Toplantıya gitmeden önce yemek çadırına gitmiştik. Bir tas mercimek çorbası, azıcık hoşafla karnımızı doyurmuştuk. Yemeğin hiç olmamasından iyiydi. Erzağımız azalıyordu ve yardımın gelmesi bu zorlu kış şartlarında zordu. İşte savaşa girmemek için bir neden dahaydı. Geçmişe fazla takılı kalıyordum, kalmamalıydım. Bugüne odaklanmak zordu, başaramıyordum. Belki düştüğümüz bu bataklıktan çıkış yolu bulurdum ama olmuyordu. Bir an evvel başkente dönmeliydik. Kaybedilen şehirlere rağmen önümüze bakmalıydık. Belki ileride geri alırdık. Ztinlilere bırakamazdık. Naymahaen insanları, Ztin tarafından işkence çekemezdi. Acaba sırf o insanları kurtarmak için ve kaybettiğimiz gururumuzu kurtarmak adına kral olmalı mıydım? Ortada bir yanlış vardı ve bu yanlışı düzeltmemek adına insanlar çabalamıyordu. Kendi bildiğim yöntemlerle yanlış düzeltebilirdim. Naymahaen'i eski onurlu ve şanlı günlerine geri döndürebilirdim. Tanrım! Neler düşünüyordum? Bu düşüncelerden uzak durmalıydım.

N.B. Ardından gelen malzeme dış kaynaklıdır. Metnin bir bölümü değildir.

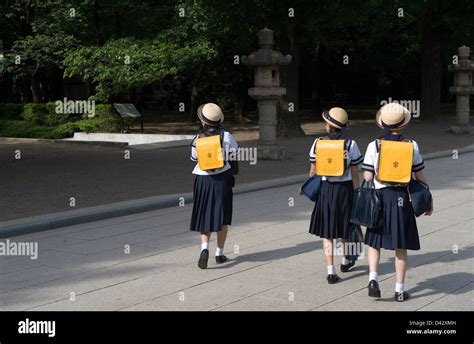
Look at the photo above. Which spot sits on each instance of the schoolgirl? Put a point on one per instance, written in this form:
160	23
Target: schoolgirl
212	208
399	231
330	219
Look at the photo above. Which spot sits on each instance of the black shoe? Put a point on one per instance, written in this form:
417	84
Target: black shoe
203	258
374	290
220	259
400	297
332	279
346	267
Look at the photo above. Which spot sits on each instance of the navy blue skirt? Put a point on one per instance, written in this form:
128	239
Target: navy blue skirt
212	207
332	211
399	230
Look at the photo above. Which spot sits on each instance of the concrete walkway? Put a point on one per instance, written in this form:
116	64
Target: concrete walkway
49	174
274	263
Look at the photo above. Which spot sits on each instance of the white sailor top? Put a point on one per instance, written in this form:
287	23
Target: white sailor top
229	144
354	157
371	161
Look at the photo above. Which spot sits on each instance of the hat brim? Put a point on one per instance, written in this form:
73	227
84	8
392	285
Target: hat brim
406	120
328	121
207	121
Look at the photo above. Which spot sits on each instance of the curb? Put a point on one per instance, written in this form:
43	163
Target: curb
84	215
69	142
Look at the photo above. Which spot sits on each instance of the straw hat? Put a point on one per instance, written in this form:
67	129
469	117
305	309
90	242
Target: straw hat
393	115
210	114
336	117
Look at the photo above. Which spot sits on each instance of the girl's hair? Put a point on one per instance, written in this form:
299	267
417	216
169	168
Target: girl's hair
394	132
207	127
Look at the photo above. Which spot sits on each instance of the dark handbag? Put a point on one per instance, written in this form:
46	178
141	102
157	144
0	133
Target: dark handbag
420	197
354	242
367	207
311	187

Prens Galdan'ın çadırına en son ben ve Arkem gelmişti. Hemen bize ayrılan yere geçmiştik. İlk başta mevcut durum değerlendirilmişti.Söyleceğim her söz Vanir tarafından bölünmüştü. Ben de susma kararı almıştım. Düşüncelerimin değer verilmediği yerde konuşmamın hiçbir anlamı yoktu. Onların gözünde değersizdim ve her düşüncem rahatsız ediyordu. Susmak en iyi çözümdü. Elimden gelseydi şu an burayı terk ederdim ama daha fazla göze batmamak adına kalıyordum. Parmağımdaki evlilik yüzüğümle oynuyordum. Kendimi Yesui'nin güzel yüzünü düşünerek bastırıyordum.
Prens adımı seslenince ona baktım. Soğuk bir sesle "Bartan, yarın sabah benimle beraber ateşkesi imzalamaya geleceksin." dedi.
Vanir "Ben de gelebilirim, efendim." dedi. Hevesle bunu söylerken bana ters ters bakmayı ihmal etmemişti.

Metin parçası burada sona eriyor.